Perhaps what strikes me as much as anything on the political front about 2018 is the continuing random acts of violence that never seem to abate. This year there have been over 300 separate incidents of mass killings, with the definition of what constitutes such being, at least according to the Gun Violence Archive, an incident where four or more individuals are shot and killed in a non-combat occurrence in the same general time and location. Upon researching and prepping this column, admittedly, I was perplexed by the “four” designation, as if that’s some sort of line of demarcation between something expected and something horrific.
But while our apprehensions may ramp a bit in large gatherings of people, say at that Yankee-Indian Sunday afternoon game last mid-July where at Progressive Field it wasn’t the heat but the humidity that made a couple of brew-skies so satisfying, most of us refuse to be so frightened that we anchor ourselves to our home environs just to feel safe. We’ve all been told that’s when “they” win.
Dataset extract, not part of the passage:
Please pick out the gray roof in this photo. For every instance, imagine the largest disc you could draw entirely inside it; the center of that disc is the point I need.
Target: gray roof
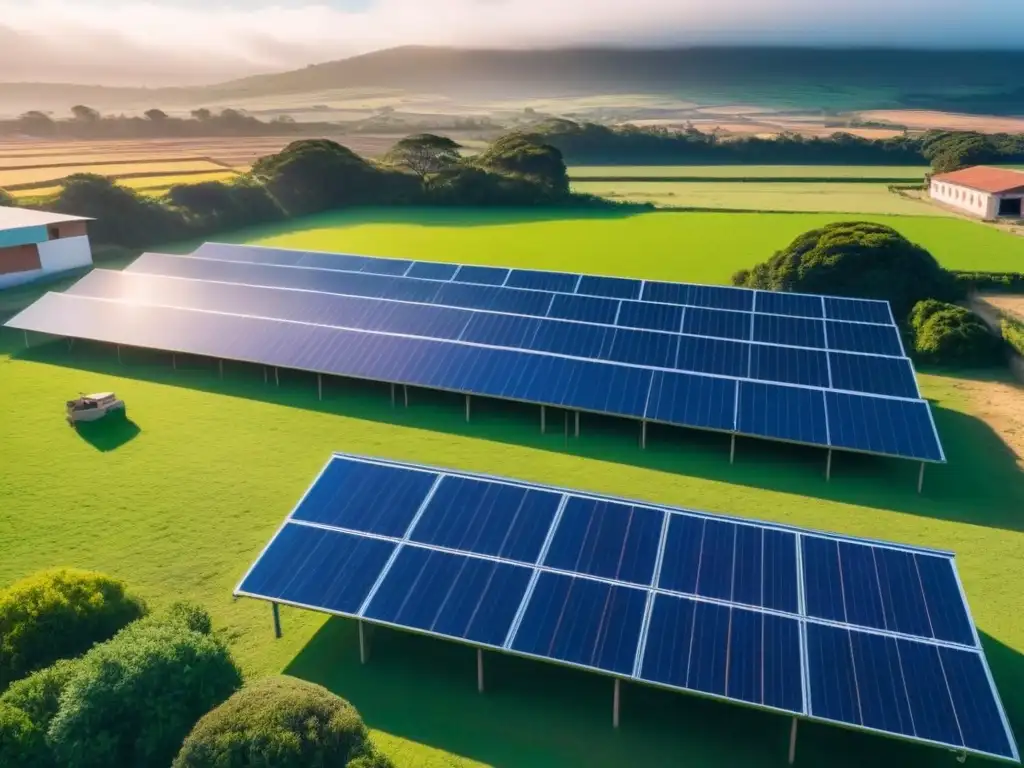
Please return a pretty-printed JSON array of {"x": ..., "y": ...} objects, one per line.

In what seemed to be far simpler times when I was growing up in the late 1950s and early 60s, the “they” who wished to harm us, I feel, was far easier to identify. “They” seemed to be the potential threats during our Cold War times when we in America eyed the Soviet Union suspiciously as Russians, I’m sure, looked at us as their “they.”
However, now, it seems the “they” could be anyone, from the 64-year-old Stephen Paddock of Mesquite, Nevada, who fired more than 1,000 rounds from the window of a suite on the 32nd floor of Mandalay Bay into a large crowd of concert goers off the ‘Vegas Strip a year ago in October, killing 58 and wounding over 800, to a Marine veteran named Ian Long, who used a hand gun with an extended magazine to kill a dozen people in a Thousand Oaks, California, bar just after posting on Instagram, “Fact is I had no reason to do it, and I just thought (expletive), life is boring so why not?”
However, setting aside the uncertainty of the world in which we live, for me, I’ll continue to take to the highway, both for labor and for leisure, both in my country and abroad as I have each year of my adult life and especially since my putting that final piece of chalk on that ledge below my blackboard at the end of my last school year in May 2005.
A second trip to Ireland will be here soon, in the spring. My first, in 2010, focused on the southern half of the Emerald Isle, where I was thrilled by places like Waterford, Wexford, Killarney and Limerick as well as so many little towns that comprise the Ring of Kerry and, lest I forget, those majestic Cliffs of Moher.
My initial thought of Ireland when I saw it, and this isn’t always true of the places I go, is that it looked exactly as I’d imagined it would, from the antiquitous stone walls that divide the pastures that intersect towns to the grazing sheep and on to the inside of the atmospheric pubs of the Temple Bar District in Dublin off the south bank of the River Liffey.
This time, Lady Jane’s and my focus will be on the northern part with stops in places like Belfast, Donegal and Carlingford, where King John’s Castle overlooks the harbor and, on to, of course, the some 40,000 interlocking basalt columns of Giant’s Causeway.
So, I guess should I be so presumptuous as to think you need my advice for the upcoming year, it would be this: Should your physical and mental abilities allow, slip the chains of familiarity as often as you can, and go have an adventure!